А я думаю: если бы не было этой врачихи, я, наверно, умер бы. Температура не спадает, резали уже четвертый раз. В ноге много шелка. Шелковыми нитками перевязаны сосуды. Теперь они дают нагноение. Почти каждый раз во время перевязок Оля зондом ищет в моей ноге нитки… Без всякого наркоза. Боль дикая. Но когда это делают много раз подряд, она притупляется. Привыкаешь, оказывается, и к боли.

Пряно, густо пахнет жасмином.

— Саша, ты совсем не такой, как тогда в Москве.

— Какой же? От меня просто ничего не осталось? Вчера посмотрел в зеркало…

— Откуда оно у тебя? Зеркала у нас запрещены…

— Так. Один товарищ дал.

— Хочешь, я тебе почитаю? Продолжим «Кристофа»?

Оля читает:

— «Кристоф менял кожу. Кристоф менял душу. Наблюдая за падением изношенной и отцветшей души своего детства, он не подозревал, что в нем растет другая, более юная и могучая жизнь. На протяжении лет люди меняют не только тела, но и души; и метаморфоза эта совершается не всегда медленно, в обычном течении дней: бывают часы кризисов, когда все обновляется сразу. Прежняя оболочка спадает. В эти тревожные часы человеку кажется, что все кончено. Но все начинается снова. Одна жизнь умирает. Другая уже родилась…»
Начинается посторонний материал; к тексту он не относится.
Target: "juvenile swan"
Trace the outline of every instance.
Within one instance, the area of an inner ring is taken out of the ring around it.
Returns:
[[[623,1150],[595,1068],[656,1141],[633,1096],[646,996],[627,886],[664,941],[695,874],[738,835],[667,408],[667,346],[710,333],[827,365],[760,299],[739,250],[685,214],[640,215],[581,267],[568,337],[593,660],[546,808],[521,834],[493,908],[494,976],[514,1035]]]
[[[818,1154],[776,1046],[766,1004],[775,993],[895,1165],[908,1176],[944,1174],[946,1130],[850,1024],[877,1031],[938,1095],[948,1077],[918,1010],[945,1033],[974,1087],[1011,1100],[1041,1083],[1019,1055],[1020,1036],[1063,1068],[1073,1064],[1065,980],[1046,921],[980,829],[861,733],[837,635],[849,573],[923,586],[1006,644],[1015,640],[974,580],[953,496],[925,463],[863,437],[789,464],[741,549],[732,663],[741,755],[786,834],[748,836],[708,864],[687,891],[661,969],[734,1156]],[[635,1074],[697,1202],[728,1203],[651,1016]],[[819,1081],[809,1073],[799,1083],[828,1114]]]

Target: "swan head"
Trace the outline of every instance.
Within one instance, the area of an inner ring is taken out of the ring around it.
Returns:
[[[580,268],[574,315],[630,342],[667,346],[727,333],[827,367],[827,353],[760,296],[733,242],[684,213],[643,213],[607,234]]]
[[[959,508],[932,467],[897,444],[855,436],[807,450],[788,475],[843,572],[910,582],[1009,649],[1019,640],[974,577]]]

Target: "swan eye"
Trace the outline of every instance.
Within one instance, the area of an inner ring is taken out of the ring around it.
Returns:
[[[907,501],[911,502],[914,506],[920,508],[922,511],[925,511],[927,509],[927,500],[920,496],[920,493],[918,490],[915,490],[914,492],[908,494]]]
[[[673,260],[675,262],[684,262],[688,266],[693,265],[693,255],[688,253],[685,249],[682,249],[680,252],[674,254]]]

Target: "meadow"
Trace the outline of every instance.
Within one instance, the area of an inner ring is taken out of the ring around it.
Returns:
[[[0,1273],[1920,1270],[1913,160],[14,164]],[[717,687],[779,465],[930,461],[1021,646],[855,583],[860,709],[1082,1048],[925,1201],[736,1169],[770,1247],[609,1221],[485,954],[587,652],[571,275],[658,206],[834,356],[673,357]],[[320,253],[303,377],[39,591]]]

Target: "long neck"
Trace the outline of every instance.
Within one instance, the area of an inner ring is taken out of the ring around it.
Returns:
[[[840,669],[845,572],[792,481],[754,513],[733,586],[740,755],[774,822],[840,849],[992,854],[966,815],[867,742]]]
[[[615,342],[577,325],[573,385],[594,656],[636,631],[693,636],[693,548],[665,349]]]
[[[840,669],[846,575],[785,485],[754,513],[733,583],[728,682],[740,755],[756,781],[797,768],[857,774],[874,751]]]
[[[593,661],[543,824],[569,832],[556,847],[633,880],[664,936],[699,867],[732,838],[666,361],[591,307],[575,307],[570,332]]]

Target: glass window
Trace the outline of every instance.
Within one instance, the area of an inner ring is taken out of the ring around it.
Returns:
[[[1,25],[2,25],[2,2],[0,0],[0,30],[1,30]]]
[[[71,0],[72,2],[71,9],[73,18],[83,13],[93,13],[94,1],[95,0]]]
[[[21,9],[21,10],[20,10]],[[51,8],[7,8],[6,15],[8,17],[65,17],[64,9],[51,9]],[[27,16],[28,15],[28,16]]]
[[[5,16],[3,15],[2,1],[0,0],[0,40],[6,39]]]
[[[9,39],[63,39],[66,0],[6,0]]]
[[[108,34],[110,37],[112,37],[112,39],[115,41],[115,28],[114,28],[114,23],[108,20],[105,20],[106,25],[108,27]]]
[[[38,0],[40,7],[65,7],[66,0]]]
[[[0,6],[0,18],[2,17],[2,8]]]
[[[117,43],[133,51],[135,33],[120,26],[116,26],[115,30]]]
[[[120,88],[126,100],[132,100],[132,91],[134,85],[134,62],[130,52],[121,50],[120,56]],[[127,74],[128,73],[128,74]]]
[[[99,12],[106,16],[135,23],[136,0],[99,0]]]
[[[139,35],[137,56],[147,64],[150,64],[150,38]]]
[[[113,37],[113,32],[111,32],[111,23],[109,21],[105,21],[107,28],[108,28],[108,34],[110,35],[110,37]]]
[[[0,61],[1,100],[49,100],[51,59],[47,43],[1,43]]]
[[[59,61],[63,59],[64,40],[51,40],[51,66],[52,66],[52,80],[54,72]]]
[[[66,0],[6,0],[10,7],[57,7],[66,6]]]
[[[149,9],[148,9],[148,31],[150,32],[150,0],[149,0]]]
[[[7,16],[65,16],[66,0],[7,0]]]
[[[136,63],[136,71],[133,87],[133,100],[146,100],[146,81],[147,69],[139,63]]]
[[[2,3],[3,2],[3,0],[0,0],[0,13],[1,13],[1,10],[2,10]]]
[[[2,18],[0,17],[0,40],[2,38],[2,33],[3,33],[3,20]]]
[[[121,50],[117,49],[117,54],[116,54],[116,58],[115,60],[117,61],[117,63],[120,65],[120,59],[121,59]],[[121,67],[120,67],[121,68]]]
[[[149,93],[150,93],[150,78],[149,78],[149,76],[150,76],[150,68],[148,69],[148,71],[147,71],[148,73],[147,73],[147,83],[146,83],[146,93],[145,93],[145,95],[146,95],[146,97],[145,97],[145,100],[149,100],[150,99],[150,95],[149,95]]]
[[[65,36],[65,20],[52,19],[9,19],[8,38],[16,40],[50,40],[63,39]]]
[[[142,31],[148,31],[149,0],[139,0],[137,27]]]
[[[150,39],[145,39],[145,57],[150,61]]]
Оля кладет рядом со мной свою руку. Я осторожно, словно боясь спугнуть, глажу ее.

— Больной, волноваться нельзя, — нежно говорит Оля.

…Меня переносят в палату.

Буду лежать, буду смотреть на дверь. Может быть, Оля еще раз придет.

Она входит всегда тихо-тихо, совсем неслышно. Если сплю, она молча стоит или садится у кровати. А я открываю глаза. Я чувствую, когда она на меня смотрит.